I will close with two comments, first on rumors swirling about us and second about our current stock price.


It is unfortunate but probably inevitable that in these conditions and because of our past financial performance, rumors persist that Coachmen is in dire straits or that we have been sold, or both.  Many of these rumors are innocent, some may be spread deliberately.  Normally, we do not respond to any rumors, but the “buzz” had reached such a level two weeks ago, and was so specific to the effect that we had exhausted our credit lines, that we were desperately seeking “survival capital” and that (once again) we had been acquired by another RV company, that I felt compelled to answer some pointed inquiries by a respected financial reporter to forestall the publication of incorrect information.  Our employees, vendors, builders, dealers, and shareholders all need to know that those statements were, and are patently false.  To the contrary, we have made a profit, we are not out of money, and our market shares are still increasing.  The results that we reported today should make the record clear that the plan we are implementing is working.

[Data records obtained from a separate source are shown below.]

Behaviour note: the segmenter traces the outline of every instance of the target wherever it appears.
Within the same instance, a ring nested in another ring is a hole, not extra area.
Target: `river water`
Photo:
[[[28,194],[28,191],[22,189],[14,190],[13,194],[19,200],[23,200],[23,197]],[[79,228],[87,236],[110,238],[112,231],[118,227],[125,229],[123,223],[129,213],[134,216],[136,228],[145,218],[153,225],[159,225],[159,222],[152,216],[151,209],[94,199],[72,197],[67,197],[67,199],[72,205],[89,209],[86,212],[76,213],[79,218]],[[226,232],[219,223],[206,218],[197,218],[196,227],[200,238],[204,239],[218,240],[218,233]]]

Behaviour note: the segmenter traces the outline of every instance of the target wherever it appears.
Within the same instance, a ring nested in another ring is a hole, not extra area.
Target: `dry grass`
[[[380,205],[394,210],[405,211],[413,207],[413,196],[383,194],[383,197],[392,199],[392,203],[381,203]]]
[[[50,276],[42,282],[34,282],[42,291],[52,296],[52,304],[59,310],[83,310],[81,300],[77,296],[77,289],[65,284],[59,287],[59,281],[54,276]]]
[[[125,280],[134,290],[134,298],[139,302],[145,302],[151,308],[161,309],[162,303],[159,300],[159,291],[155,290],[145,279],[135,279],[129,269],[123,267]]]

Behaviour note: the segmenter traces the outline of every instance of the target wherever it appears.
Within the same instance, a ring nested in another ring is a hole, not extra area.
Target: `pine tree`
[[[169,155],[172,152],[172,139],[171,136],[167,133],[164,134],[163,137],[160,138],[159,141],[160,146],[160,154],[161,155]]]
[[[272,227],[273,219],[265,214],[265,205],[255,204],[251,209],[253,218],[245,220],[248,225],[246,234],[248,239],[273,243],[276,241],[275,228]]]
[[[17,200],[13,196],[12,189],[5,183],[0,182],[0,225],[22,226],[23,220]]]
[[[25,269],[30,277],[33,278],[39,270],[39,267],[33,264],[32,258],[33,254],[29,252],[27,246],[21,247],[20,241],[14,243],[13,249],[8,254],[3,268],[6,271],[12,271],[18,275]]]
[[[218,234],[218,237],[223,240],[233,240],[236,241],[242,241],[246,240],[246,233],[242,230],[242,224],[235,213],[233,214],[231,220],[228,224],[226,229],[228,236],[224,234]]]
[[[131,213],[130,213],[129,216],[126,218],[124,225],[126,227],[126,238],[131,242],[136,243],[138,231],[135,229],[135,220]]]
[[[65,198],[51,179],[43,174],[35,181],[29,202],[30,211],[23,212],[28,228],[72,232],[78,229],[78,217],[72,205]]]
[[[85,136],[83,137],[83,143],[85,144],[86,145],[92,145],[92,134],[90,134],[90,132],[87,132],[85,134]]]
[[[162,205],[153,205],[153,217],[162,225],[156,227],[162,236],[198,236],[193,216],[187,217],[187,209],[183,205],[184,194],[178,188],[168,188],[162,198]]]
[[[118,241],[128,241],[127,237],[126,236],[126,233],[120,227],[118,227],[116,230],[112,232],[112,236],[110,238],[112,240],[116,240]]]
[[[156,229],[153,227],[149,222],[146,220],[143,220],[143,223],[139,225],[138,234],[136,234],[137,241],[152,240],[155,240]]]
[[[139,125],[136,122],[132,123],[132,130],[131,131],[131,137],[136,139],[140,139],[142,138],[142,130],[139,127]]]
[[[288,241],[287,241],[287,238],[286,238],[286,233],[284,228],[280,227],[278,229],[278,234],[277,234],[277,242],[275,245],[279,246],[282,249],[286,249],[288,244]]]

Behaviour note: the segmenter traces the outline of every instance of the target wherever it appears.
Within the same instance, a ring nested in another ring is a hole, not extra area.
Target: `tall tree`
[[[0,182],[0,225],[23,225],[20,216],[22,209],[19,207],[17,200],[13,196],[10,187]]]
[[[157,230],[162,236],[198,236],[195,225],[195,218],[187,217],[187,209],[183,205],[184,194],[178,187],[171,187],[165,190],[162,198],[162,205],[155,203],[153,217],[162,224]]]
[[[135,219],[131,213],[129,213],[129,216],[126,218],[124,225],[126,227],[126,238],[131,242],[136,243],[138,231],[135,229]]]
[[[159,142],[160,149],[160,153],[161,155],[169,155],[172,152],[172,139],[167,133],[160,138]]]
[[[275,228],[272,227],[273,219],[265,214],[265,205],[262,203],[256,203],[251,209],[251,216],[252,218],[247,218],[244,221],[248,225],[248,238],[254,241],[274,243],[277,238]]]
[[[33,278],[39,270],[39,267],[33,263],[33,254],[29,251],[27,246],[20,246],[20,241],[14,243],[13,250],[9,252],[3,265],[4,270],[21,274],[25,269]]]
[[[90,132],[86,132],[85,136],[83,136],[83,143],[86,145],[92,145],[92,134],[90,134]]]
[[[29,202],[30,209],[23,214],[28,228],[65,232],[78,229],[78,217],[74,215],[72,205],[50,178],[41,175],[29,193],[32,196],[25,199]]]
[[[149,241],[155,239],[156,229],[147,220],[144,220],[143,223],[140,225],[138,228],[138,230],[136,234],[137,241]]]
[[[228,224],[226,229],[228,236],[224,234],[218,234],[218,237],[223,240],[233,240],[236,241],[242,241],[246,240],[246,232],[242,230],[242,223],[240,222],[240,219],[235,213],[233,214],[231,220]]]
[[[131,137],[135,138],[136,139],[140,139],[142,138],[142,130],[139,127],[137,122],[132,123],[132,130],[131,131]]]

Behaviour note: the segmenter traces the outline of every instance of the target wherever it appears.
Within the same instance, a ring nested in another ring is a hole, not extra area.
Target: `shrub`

Now, about our share price – it is at its lowest level in over a decade, probably a much longer time, at a fraction of book value.  While this is disappointing, to say the least, once more given our recent performance, and the condition of the housing and RV industries in general, it is also not entirely unpredictable.  The share price has undoubtedly also contributed to all the rumors. However, early this month, there was a very unusual and extremely heavy volume of trading in our stock.  Perhaps that further fueled some of the rumors about an acquisition, I don’t know.  In any event, many of our shareholders, particularly our smaller shareholders, may be unaware that this heavy trading was primarily related to index fund selling when our Company was dropped from the S&P Small Cap 600 index.  Oversimplified, companies are included in these types of indexes and the funds that track them – Large Cap, Mid Cap, Small Cap, etc. – according to the amount of their market capitalization, essentially calculated as the number of shares outstanding multiplied by the trading price of the shares.  Periodically, companies are added to or dropped from these kinds of indexes, according to their market capitalization and other factors.  Coachmen was dropped from the S&P 600 Index mainly because our market capitalization fell below the threshold that the index uses to determine which companies to include.  Basically, because of the fall in our share price, we became too small to be included in that index, which triggered selling by stock funds that had to divest themselves of our stock because they invest according to the index.  However, I am gratified to report that during this same quarter, several of our largest institutional and fund shareholders, who make investments based on their judgments of the circumstances rather than market cap, increased their positions in our stock. We thank them for that vote of confidence in our future.

Coachmen Industries, Inc. Fourth Quarter Conference Call Formal Comments

Page 14

April 29, 2008


Operator, we will now be glad to entertain any questions.


CLOSING (Rick Lavers)


We appreciate that you took the time to join us this morning.  We welcomed your questions, hope that we’ve provided thorough answers, and look forward to our next regularly scheduled call.  Thank you.